When and under what circumstances an insurer paying long-term disability benefits may collect retroactive benefits paid to an ERISA plan participant under the Social Security Act has been the source of conflicting opinions over the years. The most recent pronouncement: a long-term disability plan administrators must “specifically identify a particular fund” from which it will be reimbursed in order to seek to recover of alleged overpayment of disability benefits. So held the Southern District of California in its recent plaintiff-friendly decision in Wong v. Aetna Life Insurance Company, 2014 U.S. Dist. LEXIS 135661 (S.D. Cal. 2014). Through its decision in Wong, the district court reaffirmed that simply because an ERISA governed long-term disability plan’s language provides for recovery of an award of back-dated SSDI benefits does not mean that an insurance company may seek reimbursement from an insured’s general assets. Instead, the onus is on the insurer to specifically identify specific funds, separate from a plan participant’s general assets, on which it may place an attachment.
In Wong, the plan a participant was initially granted benefits under her ERISA governed long-term disability plan. However, the plan administrator, Aetna, repeatedly denied and then reinstated her benefits. After the third denial, the plan participant filed an appeal with Aetna, which was subsequently denied. However, while she was still on claim, Aetna had advised her to apply for Social Security benefits, which was eventually approved and the Social Security Administration also agreed to back-date her award for over a year. However, very soon after being approved for the award, Aetna contacted the plan participant and asserted that it was entitled to reimbursement of the retroactive SSDI benefits she received.
Following Aetna’s demand for reimbursement, the plan participant filed an ERISA action seeking benefits owed to her. Aetna in turn filed a counterclaim seeking recovery for the retroactive social security benefits received by the plan participant. First, as to the plan participant’s claim, the court concluded that it was unreasonable and an abuse of discretion for Aetna to terminate the plan participant’s benefits. Second, and more significantly, the court held that Aetna may not retroactively attach the plan participant’s social security benefits because it failed to meet the necessary criteria for seeking overpayment. In reaching its holding, the court explained that there are “at least three criteria” that a plan administrator must satisfy in order to recover the overpayment:
First, there must be a promise by the beneficiary to reimburse the fiduciary for benefits paid under the plan in the event of a recovery from a third party. Second, the reimbursement agreement must specifically identify a particular fund, distinct from the beneficiary’s general assets, from which the fiduciary will be reimbursed. Third, the funds specifically identified by the fiduciary must be within the possession and control of the [beneficiary]. (internal quotations omitted).

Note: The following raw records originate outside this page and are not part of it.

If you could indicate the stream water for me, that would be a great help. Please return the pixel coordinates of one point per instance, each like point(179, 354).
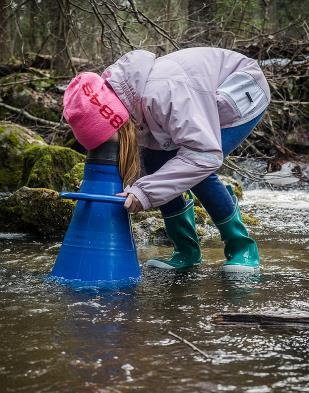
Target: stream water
point(54, 339)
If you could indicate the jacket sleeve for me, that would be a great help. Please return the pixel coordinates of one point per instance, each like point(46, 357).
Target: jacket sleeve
point(188, 119)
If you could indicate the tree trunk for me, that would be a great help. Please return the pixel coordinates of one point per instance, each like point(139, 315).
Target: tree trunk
point(4, 31)
point(201, 14)
point(59, 16)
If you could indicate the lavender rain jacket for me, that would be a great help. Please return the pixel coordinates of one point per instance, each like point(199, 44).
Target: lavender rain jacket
point(181, 101)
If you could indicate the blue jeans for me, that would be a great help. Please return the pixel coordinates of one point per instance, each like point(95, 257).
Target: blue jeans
point(211, 191)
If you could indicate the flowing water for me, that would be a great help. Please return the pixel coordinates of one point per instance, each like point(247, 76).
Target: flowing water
point(54, 339)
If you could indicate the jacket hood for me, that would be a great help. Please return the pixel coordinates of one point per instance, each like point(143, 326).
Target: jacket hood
point(128, 77)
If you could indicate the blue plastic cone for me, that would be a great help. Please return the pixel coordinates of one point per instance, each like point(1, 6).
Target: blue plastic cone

Here, as in most plans, the first criteria is satisfied because, as the plan participant did not dispute that she contracted to reimburse overpayment of benefits to Aetna. However, the court held that Aetna did not satisfy second criteria. The court focused on the fact that the Social Security Act provides that “none of the moneys paid or payable or rights existing under this [Social Security] subchapter shall be subject to execution, levy, attachment, garnishment, or other legal process.” As such, although Aetna attempted to do so, the court found that Aetna could not identify the SSDI benefits as themselves a particular fund because they had already been paid. Furthermore, Aetna did not dispute that the long-term disability benefits had already been spent by the plan participant. As such, the court held that Aetna is not permitted to attach the plan participant’s SSDI benefits because it could not identify a fund distinct from her general assets that permits such an attachment.

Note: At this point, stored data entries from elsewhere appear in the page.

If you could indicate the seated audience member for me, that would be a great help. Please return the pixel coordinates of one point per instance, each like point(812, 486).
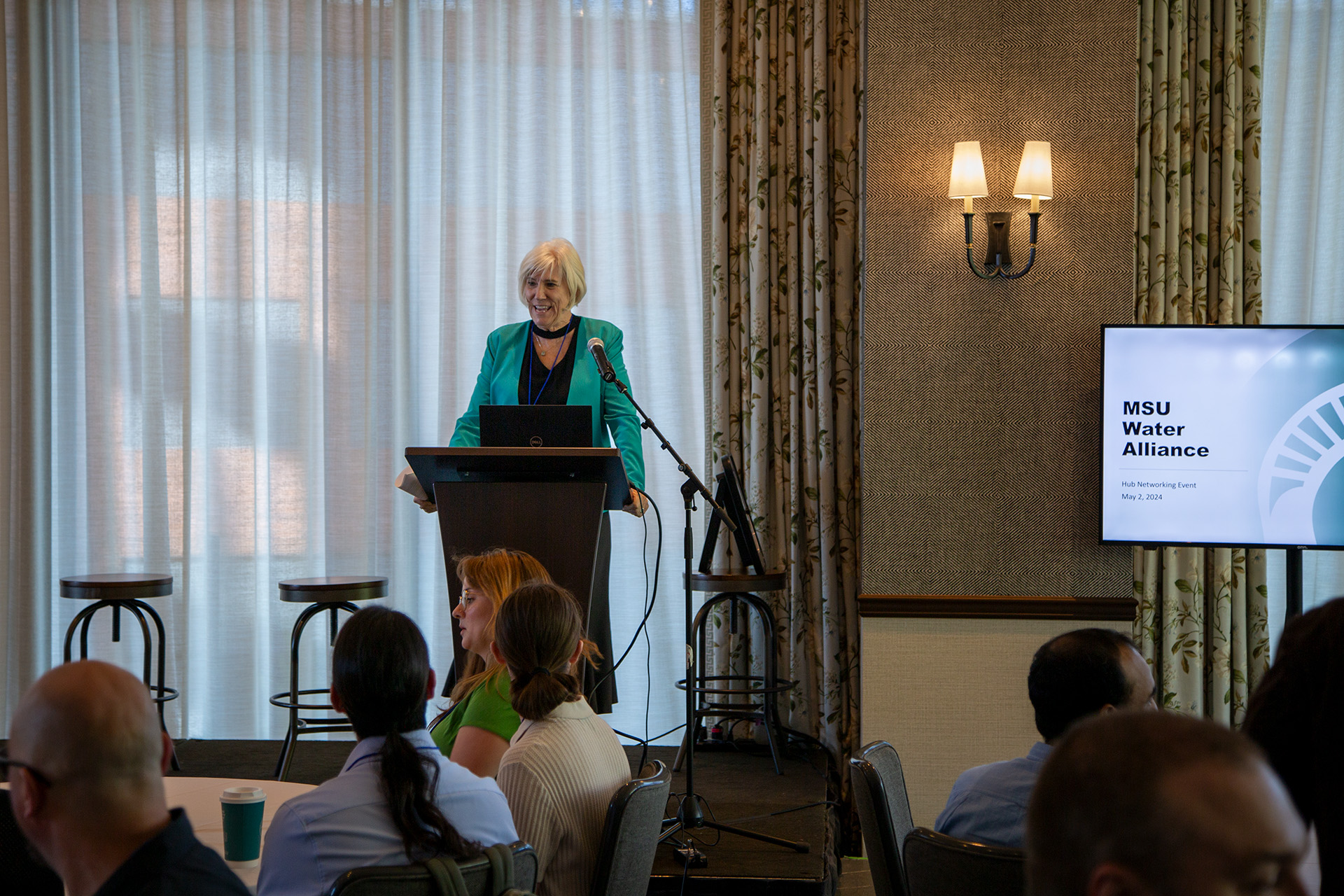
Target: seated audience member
point(1156, 804)
point(397, 801)
point(1073, 676)
point(1297, 718)
point(475, 731)
point(565, 763)
point(86, 762)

This decision demonstrates that simply because a plan participant contracted to reimburse an insurer for an overpayment does not mean that the plan has an unfettered ability to seek recovery of overpaid benefits. Indeed, especially in the case of retroactive social security benefits, the insurance company may well be unable to meet its burden of identifying particular fund from which it can properly be reimbursed. Plan participants and beneficiaries can take some solace from this decision.